D’une part, l’identité se différencie dans un processus de division interne pour actualiser toutes ses potentialités et ses configurations singulières; d’autre part, la différence cherche à se dépasser dans un universel plus riche et plus concret. (Jouthe, 1993, p. 11)

La quête perpétuelle du sujet à advenir de lui-même étant universel, l’auteur pressent cinq axes d’interventions sociales qui pourraient permettre de surmonter le défi du « plafond de verre » pour toute femme politicienne. Bien que l’issu pour Pauline Marois soit largement tributaire de l’importance qu’accorderont les acteurs au prêt-à-penser des médias de masse vis-à-vis l’expression de leurs propres valeurs et idéaux politiques comme citoyens, tout succès éventuel résidera dans la capacité du Parti Québécois à se mobiliser afin qu’il soit solidement organisé aux classes populaires.

Tout d’abord, si le sondage CROP-La Presse de juin 2005 reflétait bien la réalité et que « 88 % des Québécois appuyaient l’idée qu’une femme dirige le Québec » (Radio-Canada, 2005), le système des acteurs doit « reconnaître les causes sociopolitiques » des iniquités fondées sur le genre (p. 245) [1]. Cette reconnaissance implique « d’éliminer les fausses dichotomies » entre les hommes et les femmes – pourtant exacerbées par les médias –, et seule une mobilisation sociale peut contrecarrer l’influence notable qu’ils exercent [2]. Pour y parvenir, le système des acteurs doit mieux expliciter la complémentarité de la personnalité de Pauline Marois, c’est-à-dire entreprendre « une éducation politique » sur les rapports de sexe où le principe de base est que « le privé est politique » (Ibid.) [3]. Certains diront qu’ils jugeront l’arbre à ses fruits, or bien que pragmatique, j’avance que la dynamique structurelle des rapports de force transcende les acteurs et les aveuglent au point où ils ne peuvent pas reconnaître ce qu’ils ne s’autorisent pas à voir.
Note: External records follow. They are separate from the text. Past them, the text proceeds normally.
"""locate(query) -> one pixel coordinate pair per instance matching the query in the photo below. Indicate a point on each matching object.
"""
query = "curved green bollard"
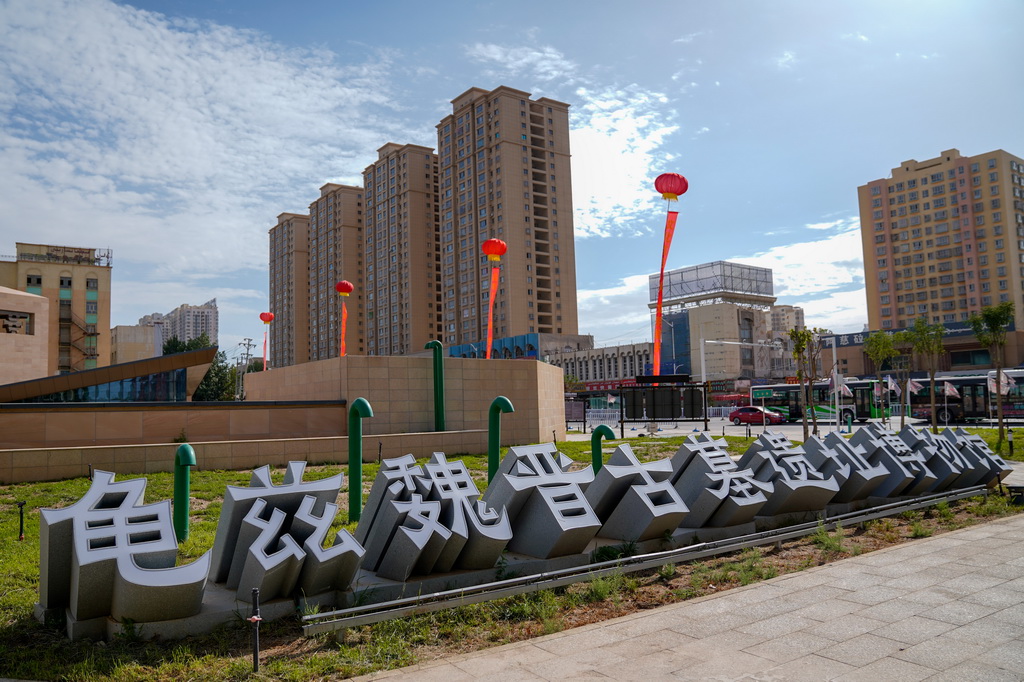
(500, 405)
(438, 350)
(358, 410)
(184, 458)
(595, 444)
Ceci revient à dire que la transformation sociale doit amener les acteurs à « renommer les expériences de vie et les situations psychosociales » (Ibid.) afin qu’ils reconnaissent et questionnent le sexisme dans le champ social multirelationnel [4]. Pour les soutenir, la dialectique des rapports de sexe permet de postuler que les acteurs reconnaitront les traits traditionnellement « féminins » de Pauline Marois tels que « la coopération, la collaboration, le partage, la sensibilité, l’écoute » (Préjean, 1994, p. 47). Le dialogue pourra alors susciter des questionnements à l’égard de la subordination voir la négation des traits dits « masculins » de sa personnalité dans le discours public [5]. L’objectif étant d’amener les sujets-acteurs sociaux à dépasser le carcan de l’idéologie patriarcale promue subrepticement par les médias de masse.

Au demeurant, la démarche vers le XVIe Congrès national en avril 2011 offre de belles opportunités pour la société québécoise de se distancer de l’historicité des rapports de sexe. À cet égard, souhaitons qu’une éventuelle mobilisation populaire saisisse l’importance de « valoriser les processus autant que [les résultats] », car seule cette approche permettra de « reconceptualiser le pouvoir », en l’occurrence son leadership, non pas « comme un moyen de domination, mais plutôt comme une prise en charge de l’action » (p. 246). Le Québec n’a pas besoin d’un sauveur, il possède amplement les capacités de se définir et d’agir avec les collectivités. Les défis sont certes nombreux pour Pauline Marois si elle ne veut pas être victime du « plafond de verre », mais à l’instar d’autres discriminations fondées sur le genre comme l’hétérosexisme et l’hétéronormativité, seule une mobilisation large et concertée des acteurs sociaux pourra permettre à la valeur fondamentale que représente l’égalité entre les femmes et les hommes au Québec d’être un principe juridique incarné dans l’espace sociopolitique. Tout compte fait, seule cette garantie favorisera l’expression d’une saine vie démocratique où tous pourront aspirer, en fonction de leurs compétences, à guider l’action collective.